Time will heal your soul, it’s time

You’ve been sureness, certainty, determination from months and months before I gave it a passing thought, from weeks before we hugged on a quiet block next to Golden Gate Park, from the very beginning.

Your first memories of me are my voice, my smile, that I was cute, that I had a boyfriend, you say.

You deleted dating apps when we started really talking.

When I said I was coming to town in a couple months, you promised yourself you’d spend as much time with me as possible.

The first night I stayed over, you asked me to move in — and for some reason, it didn’t sound crazy, and I knew you meant it, even as you laughed about it.

You want to spend your life with me, you say.

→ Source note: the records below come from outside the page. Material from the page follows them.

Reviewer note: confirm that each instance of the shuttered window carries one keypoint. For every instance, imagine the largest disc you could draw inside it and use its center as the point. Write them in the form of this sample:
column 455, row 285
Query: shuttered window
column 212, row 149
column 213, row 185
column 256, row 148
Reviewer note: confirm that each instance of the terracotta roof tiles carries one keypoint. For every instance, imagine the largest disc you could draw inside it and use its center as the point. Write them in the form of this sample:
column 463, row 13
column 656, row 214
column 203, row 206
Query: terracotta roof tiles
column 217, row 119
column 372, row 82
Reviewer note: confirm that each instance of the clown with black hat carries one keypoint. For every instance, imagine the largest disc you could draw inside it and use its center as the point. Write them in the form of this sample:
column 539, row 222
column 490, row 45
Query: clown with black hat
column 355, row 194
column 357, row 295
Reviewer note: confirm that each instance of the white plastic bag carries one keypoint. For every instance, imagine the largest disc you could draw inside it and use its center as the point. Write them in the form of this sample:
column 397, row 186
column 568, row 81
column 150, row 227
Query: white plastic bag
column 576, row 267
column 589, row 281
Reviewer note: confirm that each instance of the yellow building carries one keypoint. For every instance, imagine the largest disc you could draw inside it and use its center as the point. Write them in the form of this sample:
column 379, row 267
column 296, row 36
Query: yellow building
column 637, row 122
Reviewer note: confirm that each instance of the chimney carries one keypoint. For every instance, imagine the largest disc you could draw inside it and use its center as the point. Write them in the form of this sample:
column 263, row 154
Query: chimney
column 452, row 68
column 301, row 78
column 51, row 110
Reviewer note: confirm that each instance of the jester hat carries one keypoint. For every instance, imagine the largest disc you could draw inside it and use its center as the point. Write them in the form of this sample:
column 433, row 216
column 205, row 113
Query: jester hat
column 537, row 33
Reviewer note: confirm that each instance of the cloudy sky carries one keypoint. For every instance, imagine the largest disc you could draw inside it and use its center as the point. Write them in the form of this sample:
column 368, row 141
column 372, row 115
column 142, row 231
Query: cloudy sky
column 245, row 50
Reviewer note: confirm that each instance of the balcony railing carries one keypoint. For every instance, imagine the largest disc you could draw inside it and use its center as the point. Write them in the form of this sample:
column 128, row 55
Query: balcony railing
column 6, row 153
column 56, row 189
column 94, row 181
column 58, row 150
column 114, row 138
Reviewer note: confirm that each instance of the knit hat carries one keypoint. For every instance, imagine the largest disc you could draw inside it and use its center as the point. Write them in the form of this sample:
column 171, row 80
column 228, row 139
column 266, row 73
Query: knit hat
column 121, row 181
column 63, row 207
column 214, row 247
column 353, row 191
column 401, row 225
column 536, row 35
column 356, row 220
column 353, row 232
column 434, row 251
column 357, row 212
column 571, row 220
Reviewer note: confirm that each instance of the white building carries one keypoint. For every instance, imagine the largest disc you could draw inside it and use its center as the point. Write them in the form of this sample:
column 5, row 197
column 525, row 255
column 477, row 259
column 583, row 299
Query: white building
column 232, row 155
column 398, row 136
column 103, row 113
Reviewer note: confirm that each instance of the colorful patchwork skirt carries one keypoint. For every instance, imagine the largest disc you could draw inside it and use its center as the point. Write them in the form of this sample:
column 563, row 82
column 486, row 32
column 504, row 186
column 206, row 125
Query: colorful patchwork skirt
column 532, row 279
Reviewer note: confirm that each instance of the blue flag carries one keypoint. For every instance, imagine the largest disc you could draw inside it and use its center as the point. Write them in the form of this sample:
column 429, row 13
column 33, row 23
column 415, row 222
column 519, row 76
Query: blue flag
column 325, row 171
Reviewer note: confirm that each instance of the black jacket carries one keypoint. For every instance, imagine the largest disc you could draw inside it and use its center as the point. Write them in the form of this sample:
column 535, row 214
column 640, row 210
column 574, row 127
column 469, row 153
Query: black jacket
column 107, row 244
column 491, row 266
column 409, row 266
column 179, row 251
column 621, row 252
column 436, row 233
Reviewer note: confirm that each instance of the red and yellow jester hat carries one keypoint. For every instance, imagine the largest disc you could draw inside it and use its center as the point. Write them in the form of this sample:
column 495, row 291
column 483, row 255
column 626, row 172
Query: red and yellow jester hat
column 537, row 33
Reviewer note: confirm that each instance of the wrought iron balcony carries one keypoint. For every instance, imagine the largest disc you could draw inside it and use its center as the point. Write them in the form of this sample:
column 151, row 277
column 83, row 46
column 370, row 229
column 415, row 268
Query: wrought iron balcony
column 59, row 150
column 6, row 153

‘I can promise you that the way I feel about you is not changing. Other than to say that I feel it more,’ you say. ‘I am more sure of us than I have been of anything at any point in my life.’

You tell me you’ve always been ten steps ahead of me in this relationship, but it’s okay. You’ll wait for me.

I know this to be true.

In this, in life, in so much, you’re so far ahead of me, but I never feel rushed at all. You’re complete patience, a gentle but persistent hand, walking alongside, encouraging forward, promising it’s safe, okay, the water’s fine.

With you, I will go anywhere, be anything. Better, more, greater. Together, we become so much.